I had to post this... ;) It can't all be horrid economic news! :D

http://www.abola.pt/img/fotos/seleccao/2010/cristianoronaldoesp2.JPG

:thumb001: :thumb001: :thumb001:

Good night Spain. :D

Oinakos Growion
11-18-2010, 11:13 AM
The best thing of the match was Ronaldo and Busquets getting mad with each other. A foretaste of next November 29...
Although in this case I was with Ronaldo all the way... ;) He had the right shirt on :D

Vasconcelos
11-18-2010, 11:21 AM
Ronaldo's "goal" was simply amazing, especially when you consider he was slightly injuried at the time. What a waste!
RSibXcefKMc

Oinakos Growion
11-19-2010, 09:33 AM
Main news in Portuguese, but I'll translate a bit what's about:

http://publico.pt/Local/lojas-em-beja-usam-sapos-de-barro-para-afastar-ciganos_1467019

Shops in Beja display toad figures to scare off gypsies

"Toads/frogs are an evil image for gypsies, who associate this animal to back luck and unhappiness. In Beja - where many gypsy families live in the Pedreiras quarter - shops and houses display the figure of the animal"

So, basically, people are using frog images all around to let the gypsies know they're not welcomed.
If you go into the link above and check the picture in the article note that it says that the frog is at the doorstep of a "Chinese shop" :D nuff said...

Vasconcelos
11-19-2010, 02:48 PM
rofl

I'll have to tell my gf's mother that, there are loads and loads of gypsies in her city (Entroncamento).

Vasconcelos
12-12-2010, 04:38 PM
Portuguese students achieve record results in OECD’s PISA study


Portugal has made strong progress in education, approaching the average ranking in the OECD’s Programme for International Student Assessment (PISA) for the first time, according to a study released earlier this week.

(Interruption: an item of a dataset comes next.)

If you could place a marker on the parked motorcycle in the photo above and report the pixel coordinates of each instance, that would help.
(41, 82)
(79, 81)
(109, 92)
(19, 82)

The PISA 2009 report issued in Paris showed Portuguese 15-year-olds registering “impressive” gains over the previous study in 2006 in the key subjects of reading, mathematics and sciences, OECD director Andreas Schleicher told Lusa News Agency.

The Portuguese students received a classification of 489 points, just shy of the 493-point average among 470,000 students from 65 countries tested last year, the study showed.

The score placed Portugal alongside countries like the United States, Sweden, Germany, France, Ireland, Denmark, Great Britain and Hungary.

South Korea and Finland led the pack with 539 and 536 points, respectively.

“Portugal occupied the bottom of the pile in previous studies and this time neared the average for OECD countries, overtaking Spain, for example”, Schleicher said.

He attributed Lisbon’s eye-opening progress to “the policies followed in recent years and to a combination of factors, like the evaluation of teachers and serious control of the quality of teaching”.

In Lisbon, Education Minister Isabel Alçada welcomed the report as confirmation of “very significant” gains in Portugal’s educational system.

“Portugal has invested much in improving its schools and this is expressed in the results”, Alçada told Lusa, attributing the success “in the first place, to the work of teachers and their quality, investment and commitment”.